To say that Elder Brown suffered on this long journey back to Macon would only mildly outline his experience. His early morning's fall had begun to make itself felt. He was sore and uncomfortable. Besides, his stomach was empty, and called for two meals it had missed for the first time in years.

When, sore and weary, the elder entered the city, the electric lights shone above it like jewels in a crown. The city slept; that is, the better portion of it did. Here and there, however, the lower lights flashed out into the night. Moodily the elder pursued his journey, and as he rode, far off in the night there rose and quivered a plaintive cry. Elder Brown smiled wearily: it was Balaam's appeal, and he recognized it. The animal he rode also recognized it, and replied, until the silence of the city was destroyed. The odd clamor and confusion drew from a saloon near by a group of noisy youngsters, who had been making a night of it. They surrounded Elder Brown as he began to transfer himself to the hungry beast to whose motion he was more accustomed, and in the "hail fellow well met" style of the day began to bandy jests upon his appearance. Now Elder Brown was not in a jesting humor. Positively he was in the worst humor possible. The result was that before many minutes passed the old man was swinging several of the crowd by their collars, and breaking the peace of the city. A policeman approached, and but for the good-humored party, upon whom the elder's pluck had made a favorable impression, would have run the old man into the barracks. The crowd, however, drew him laughingly into the saloon and to the bar. The reaction was too much for his half-rallied senses. He yielded again. The reviving liquor passed his lips. Gloom vanished. He became one of the boys.
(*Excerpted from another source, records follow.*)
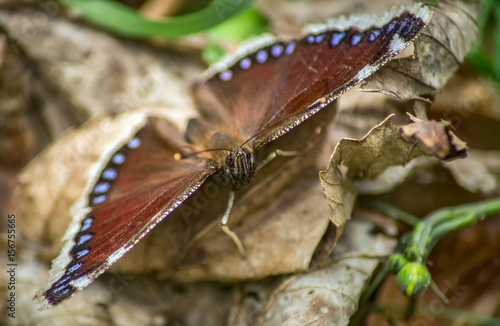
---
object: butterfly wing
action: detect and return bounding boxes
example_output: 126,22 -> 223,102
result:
194,4 -> 431,147
36,118 -> 214,308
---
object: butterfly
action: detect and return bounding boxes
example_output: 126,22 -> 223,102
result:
35,4 -> 432,308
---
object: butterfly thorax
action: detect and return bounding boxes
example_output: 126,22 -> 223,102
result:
222,147 -> 256,189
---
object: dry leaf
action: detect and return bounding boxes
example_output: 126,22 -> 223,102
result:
401,114 -> 467,161
256,221 -> 395,326
361,0 -> 480,100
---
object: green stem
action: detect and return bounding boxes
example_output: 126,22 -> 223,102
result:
60,0 -> 252,39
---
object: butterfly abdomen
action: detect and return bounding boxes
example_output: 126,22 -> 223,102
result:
223,147 -> 256,190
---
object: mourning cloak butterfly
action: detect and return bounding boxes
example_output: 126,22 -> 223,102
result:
35,4 -> 431,308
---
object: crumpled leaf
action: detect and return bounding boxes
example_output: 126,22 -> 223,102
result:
444,150 -> 500,194
320,115 -> 466,201
361,0 -> 480,100
401,114 -> 467,161
256,221 -> 395,326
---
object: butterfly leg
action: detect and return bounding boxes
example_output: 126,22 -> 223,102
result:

The company into which Elder Brown had fallen was what is known as "first-class." To such nothing is so captivating as an adventure out of the common run of accidents. The gaunt countryman, with his battered hat and claw-hammer coat, was a prize of an extraordinary nature. They drew him into a rear room, whose gilded frames and polished tables betrayed the character and purpose of the place, and plied him with wine until ten thousand lights danced about him. The fun increased. One youngster made a political speech from the top of the table; another impersonated Hamlet; and finally Elder Brown was lifted into a chair, and sang a camp-meeting song. This was rendered by him with startling effect. He stood upright, with his hat jauntily knocked to one side, and his coat tails ornamented with a couple of show-bills, kindly pinned on by his admirers. In his left hand he waved the stub of a cigar, and on his back was an admirable representation of Balaam's head, executed by some artist with billiard chalk.

As the elder sang his favorite hymn, "I'm glad salvation's free," his stentorian voice awoke the echoes. Most of the company rolled upon the floor in convulsions of laughter.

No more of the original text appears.